Presumieron pomposamente y hasta la extenuación de cumplidores con las cuentas. Tanto que algunos nos preguntamos si no era mejor gastar e incumplir que mantener el tono estoico del gasto por el simple hecho de ser los mejores de la clase. Se presentaron como adalides del buen hacer presupuestario y acusaron a Madrid de castigar a los que lo hacían bien, los canarios, y premiar a los que más gastaron. Todo un carajal de propaganda que escondía una realidad bastante distinta.

Nada de lo que predicaron para Canarias era cierto. Madrid ya había advertido a Clavijo y a Rosa Dávila de que la comunidad entraba en barrena, pero lo ocultaron hasta el último momento. Las previsiones macroeconómicas también la conocían, entrábamos en la zona de enfriamiento económico, y que Canarias, como siempre ha ocurrido, se resfriaba la primera ante cualquier estornudo en España y Europa. El turismo daba las primeras señales de retroceso y no hicieron nada.
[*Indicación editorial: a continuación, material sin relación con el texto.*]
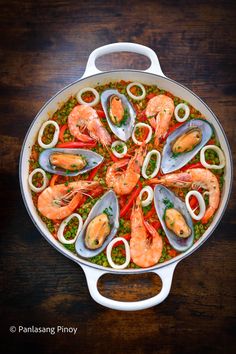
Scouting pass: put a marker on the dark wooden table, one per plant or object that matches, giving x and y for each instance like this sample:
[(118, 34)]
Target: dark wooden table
[(45, 46)]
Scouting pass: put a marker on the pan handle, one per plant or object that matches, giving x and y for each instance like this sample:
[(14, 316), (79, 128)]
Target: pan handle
[(93, 275), (154, 68)]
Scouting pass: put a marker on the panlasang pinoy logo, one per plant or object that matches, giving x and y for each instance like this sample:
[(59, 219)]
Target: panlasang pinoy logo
[(43, 329)]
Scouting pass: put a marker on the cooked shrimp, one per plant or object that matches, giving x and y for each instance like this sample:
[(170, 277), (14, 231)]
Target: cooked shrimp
[(145, 250), (124, 182), (159, 111), (82, 117), (60, 201), (195, 178)]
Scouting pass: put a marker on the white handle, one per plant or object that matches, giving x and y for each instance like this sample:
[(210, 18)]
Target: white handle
[(93, 275), (91, 68)]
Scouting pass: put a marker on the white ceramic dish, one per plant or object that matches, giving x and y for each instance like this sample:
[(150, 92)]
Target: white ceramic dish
[(93, 77)]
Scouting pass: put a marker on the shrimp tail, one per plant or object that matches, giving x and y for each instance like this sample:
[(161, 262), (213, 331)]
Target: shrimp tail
[(208, 214)]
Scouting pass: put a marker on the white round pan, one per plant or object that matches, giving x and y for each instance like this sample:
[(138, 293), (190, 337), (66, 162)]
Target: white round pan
[(92, 77)]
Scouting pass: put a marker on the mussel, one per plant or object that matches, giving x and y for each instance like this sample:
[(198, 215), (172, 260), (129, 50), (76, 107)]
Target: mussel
[(100, 227), (119, 113), (184, 143), (174, 217), (176, 222), (69, 162), (97, 231), (116, 110)]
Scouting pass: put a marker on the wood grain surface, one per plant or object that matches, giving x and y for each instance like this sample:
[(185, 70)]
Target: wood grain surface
[(45, 46)]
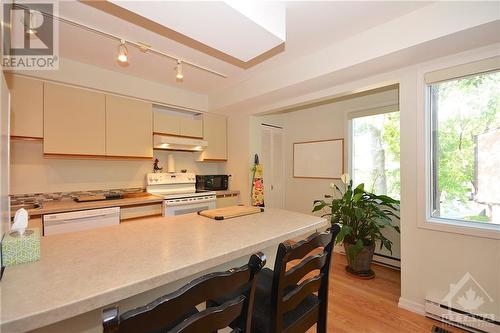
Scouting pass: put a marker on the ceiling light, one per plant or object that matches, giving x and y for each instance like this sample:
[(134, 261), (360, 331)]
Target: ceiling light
[(122, 52), (30, 29), (179, 75)]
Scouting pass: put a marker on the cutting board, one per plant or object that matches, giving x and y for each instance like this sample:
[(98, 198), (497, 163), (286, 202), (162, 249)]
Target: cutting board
[(230, 212)]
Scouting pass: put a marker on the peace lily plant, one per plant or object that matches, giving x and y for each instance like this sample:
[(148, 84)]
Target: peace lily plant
[(362, 216)]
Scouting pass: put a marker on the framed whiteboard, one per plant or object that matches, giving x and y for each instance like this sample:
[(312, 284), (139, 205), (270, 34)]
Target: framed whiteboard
[(318, 159)]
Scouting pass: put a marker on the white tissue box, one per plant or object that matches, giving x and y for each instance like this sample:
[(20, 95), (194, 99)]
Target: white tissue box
[(20, 249)]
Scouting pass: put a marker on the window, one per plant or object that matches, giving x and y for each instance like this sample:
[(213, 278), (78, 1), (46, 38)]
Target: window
[(375, 153), (465, 149)]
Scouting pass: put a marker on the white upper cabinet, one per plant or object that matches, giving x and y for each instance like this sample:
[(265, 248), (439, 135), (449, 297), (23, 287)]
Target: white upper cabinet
[(129, 128), (166, 123), (215, 132), (169, 122), (74, 121), (26, 106), (192, 126)]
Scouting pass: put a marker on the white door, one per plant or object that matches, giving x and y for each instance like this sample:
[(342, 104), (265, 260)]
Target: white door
[(272, 159)]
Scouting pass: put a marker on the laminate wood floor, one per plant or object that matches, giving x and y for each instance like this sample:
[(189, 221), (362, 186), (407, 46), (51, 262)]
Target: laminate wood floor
[(371, 306)]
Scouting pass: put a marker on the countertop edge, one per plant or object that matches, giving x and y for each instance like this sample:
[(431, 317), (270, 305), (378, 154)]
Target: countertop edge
[(40, 319)]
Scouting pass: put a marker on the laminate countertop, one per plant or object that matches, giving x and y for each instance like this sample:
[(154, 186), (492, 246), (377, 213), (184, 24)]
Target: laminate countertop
[(50, 207), (84, 271), (227, 193)]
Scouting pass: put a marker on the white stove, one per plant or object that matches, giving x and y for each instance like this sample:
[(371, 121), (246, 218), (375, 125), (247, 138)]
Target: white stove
[(179, 193)]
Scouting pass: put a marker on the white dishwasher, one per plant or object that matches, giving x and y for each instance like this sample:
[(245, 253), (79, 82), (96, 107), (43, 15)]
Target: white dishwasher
[(80, 220)]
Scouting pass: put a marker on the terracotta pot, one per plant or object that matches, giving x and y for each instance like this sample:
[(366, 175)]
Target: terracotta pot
[(361, 265)]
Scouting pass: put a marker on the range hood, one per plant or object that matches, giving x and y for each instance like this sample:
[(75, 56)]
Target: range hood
[(169, 142)]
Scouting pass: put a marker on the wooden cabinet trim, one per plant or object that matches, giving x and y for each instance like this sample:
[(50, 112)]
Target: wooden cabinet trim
[(26, 138), (104, 157), (178, 135)]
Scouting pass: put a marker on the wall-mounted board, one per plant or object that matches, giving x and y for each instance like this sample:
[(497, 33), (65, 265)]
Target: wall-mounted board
[(322, 159)]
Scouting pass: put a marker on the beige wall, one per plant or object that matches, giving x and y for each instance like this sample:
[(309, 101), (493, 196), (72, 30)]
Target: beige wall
[(4, 156), (239, 160), (32, 173)]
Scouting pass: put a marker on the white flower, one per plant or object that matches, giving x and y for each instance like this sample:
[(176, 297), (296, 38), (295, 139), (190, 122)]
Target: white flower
[(345, 178)]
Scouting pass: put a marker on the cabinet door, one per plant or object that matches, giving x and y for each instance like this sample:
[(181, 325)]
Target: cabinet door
[(74, 121), (192, 126), (215, 132), (26, 107), (166, 123), (129, 127)]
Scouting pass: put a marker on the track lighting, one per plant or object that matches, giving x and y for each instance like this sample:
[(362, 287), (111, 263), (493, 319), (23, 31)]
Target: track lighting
[(30, 29), (122, 52), (179, 74)]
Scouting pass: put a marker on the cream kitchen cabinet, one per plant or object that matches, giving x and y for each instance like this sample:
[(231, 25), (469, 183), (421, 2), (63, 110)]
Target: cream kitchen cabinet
[(128, 128), (192, 126), (26, 105), (166, 123), (170, 123), (215, 132), (74, 121)]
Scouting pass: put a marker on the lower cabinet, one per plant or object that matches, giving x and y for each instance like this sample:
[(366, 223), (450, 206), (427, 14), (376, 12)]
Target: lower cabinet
[(133, 212)]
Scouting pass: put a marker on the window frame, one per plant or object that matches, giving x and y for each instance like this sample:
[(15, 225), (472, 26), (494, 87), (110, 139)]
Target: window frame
[(350, 134), (474, 228)]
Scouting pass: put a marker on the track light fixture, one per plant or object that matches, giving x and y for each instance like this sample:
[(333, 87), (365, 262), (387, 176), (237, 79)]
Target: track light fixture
[(179, 74), (30, 29), (122, 52)]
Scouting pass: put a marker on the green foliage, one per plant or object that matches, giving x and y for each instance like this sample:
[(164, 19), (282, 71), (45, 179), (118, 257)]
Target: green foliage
[(362, 216), (472, 107)]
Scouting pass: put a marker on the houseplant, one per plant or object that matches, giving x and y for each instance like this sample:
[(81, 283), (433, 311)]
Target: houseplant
[(362, 216)]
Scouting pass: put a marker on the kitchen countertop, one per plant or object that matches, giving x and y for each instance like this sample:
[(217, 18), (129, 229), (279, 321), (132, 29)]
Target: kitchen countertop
[(83, 271), (227, 192), (50, 207)]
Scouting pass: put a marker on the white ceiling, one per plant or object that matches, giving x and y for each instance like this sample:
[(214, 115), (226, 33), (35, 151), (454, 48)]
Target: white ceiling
[(310, 27), (244, 32)]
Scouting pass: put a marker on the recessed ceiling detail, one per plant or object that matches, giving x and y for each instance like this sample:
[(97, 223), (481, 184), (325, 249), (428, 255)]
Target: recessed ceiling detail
[(241, 29)]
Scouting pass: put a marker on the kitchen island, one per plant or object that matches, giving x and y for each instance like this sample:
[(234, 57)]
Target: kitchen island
[(131, 264)]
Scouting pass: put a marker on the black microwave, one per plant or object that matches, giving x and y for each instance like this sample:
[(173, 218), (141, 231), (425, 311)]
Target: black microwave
[(212, 182)]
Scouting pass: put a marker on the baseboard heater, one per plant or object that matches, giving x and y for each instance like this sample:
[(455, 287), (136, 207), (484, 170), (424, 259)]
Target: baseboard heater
[(468, 321)]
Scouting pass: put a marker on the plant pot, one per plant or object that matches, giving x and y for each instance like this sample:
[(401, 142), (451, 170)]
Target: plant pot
[(361, 265)]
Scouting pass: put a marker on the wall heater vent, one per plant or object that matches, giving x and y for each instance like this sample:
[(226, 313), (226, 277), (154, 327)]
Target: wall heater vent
[(462, 319)]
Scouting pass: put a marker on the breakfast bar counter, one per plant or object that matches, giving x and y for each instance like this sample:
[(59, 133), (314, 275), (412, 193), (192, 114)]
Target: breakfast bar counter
[(130, 264)]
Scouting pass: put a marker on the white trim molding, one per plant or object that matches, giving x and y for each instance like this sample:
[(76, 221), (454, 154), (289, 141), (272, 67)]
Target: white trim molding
[(411, 306)]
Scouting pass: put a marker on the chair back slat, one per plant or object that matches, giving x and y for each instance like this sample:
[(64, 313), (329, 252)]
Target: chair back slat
[(300, 249), (287, 294), (309, 264), (168, 311), (297, 295), (212, 319)]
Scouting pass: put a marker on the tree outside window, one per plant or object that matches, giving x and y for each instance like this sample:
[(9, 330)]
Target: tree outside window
[(465, 148)]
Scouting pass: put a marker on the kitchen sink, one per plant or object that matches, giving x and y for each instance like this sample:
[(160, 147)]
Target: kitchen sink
[(32, 205)]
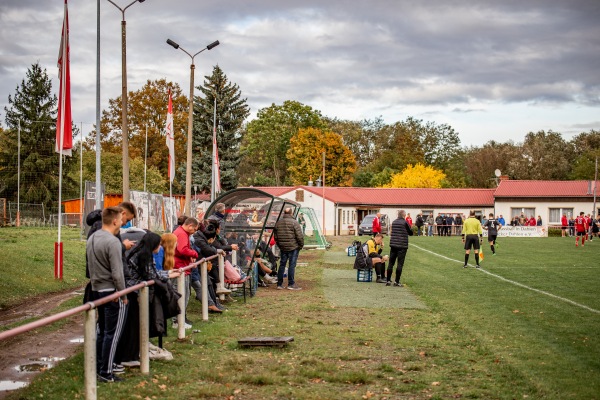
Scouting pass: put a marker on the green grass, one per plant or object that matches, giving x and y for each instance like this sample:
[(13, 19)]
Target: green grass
[(27, 258), (478, 337)]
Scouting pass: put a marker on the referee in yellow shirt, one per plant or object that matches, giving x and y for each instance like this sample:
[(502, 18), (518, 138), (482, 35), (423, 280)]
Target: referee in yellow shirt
[(472, 229)]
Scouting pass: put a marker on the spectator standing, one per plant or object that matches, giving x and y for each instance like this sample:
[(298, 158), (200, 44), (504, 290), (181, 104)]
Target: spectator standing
[(492, 226), (105, 263), (184, 256), (564, 223), (501, 220), (398, 247), (419, 224), (449, 221), (472, 229), (376, 224), (581, 228), (290, 240), (430, 221)]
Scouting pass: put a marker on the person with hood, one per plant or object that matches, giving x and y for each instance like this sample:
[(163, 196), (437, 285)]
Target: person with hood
[(398, 247)]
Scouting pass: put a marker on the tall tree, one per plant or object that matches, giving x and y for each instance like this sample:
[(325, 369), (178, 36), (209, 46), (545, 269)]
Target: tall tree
[(305, 158), (543, 156), (267, 140), (481, 162), (586, 147), (418, 176), (232, 110), (147, 109), (34, 107)]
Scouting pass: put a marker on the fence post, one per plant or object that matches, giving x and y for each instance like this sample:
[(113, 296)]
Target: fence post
[(144, 330), (181, 302), (89, 351), (221, 286), (204, 281)]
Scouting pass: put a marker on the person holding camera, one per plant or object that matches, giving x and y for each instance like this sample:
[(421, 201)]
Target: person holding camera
[(471, 230)]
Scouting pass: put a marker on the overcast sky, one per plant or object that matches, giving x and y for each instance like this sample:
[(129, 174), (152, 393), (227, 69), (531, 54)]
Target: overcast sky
[(493, 70)]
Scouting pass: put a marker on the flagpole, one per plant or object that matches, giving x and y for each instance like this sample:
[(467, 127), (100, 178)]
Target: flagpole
[(214, 171), (58, 248)]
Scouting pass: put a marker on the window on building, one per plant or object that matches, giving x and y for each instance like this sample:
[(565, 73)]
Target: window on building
[(555, 214)]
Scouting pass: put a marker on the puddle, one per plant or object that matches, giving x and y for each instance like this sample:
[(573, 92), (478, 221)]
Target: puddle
[(12, 385), (33, 367)]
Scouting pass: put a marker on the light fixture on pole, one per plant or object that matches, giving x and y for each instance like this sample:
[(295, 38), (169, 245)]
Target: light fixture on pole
[(188, 164), (124, 130)]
Prefirieron seguir presumiendo de cuentas. Bajaron los impuestos y la economía no se movió, la recaudación cayó estrepitosamente y afectó a las arcas públicas y, por supuesto, en año electoral, gastaron mucho más dinero del que debieron, dejando una herencia envenenada a sus sucesores. A Román Rodríguez se le abrieron las carnes ante los primeros informes reales de la situación. Estupor ante las mentiras del régimen y desolación para poder cumplir con la agenda social que mueve el alma de este gobierno progresista. Rodríguez heredó una comunidad con claros síntomas de resfriado económico, con previsiones a la baja, con una administración que corre el riesgo de ser intervenida por Madrid, con un agujero presupuestario de más de cuatrocientos millones y con la dura tarea de tener que comenzar una legislatura a base de recortes.

Las mentiras, señor Clavijo y Doña Rosa, tiene las patas cortas, pero también, siempre, duras consecuencias, que, evidentemente, ustedes no pagarán de sus bolsillos, pero si todos los canarios.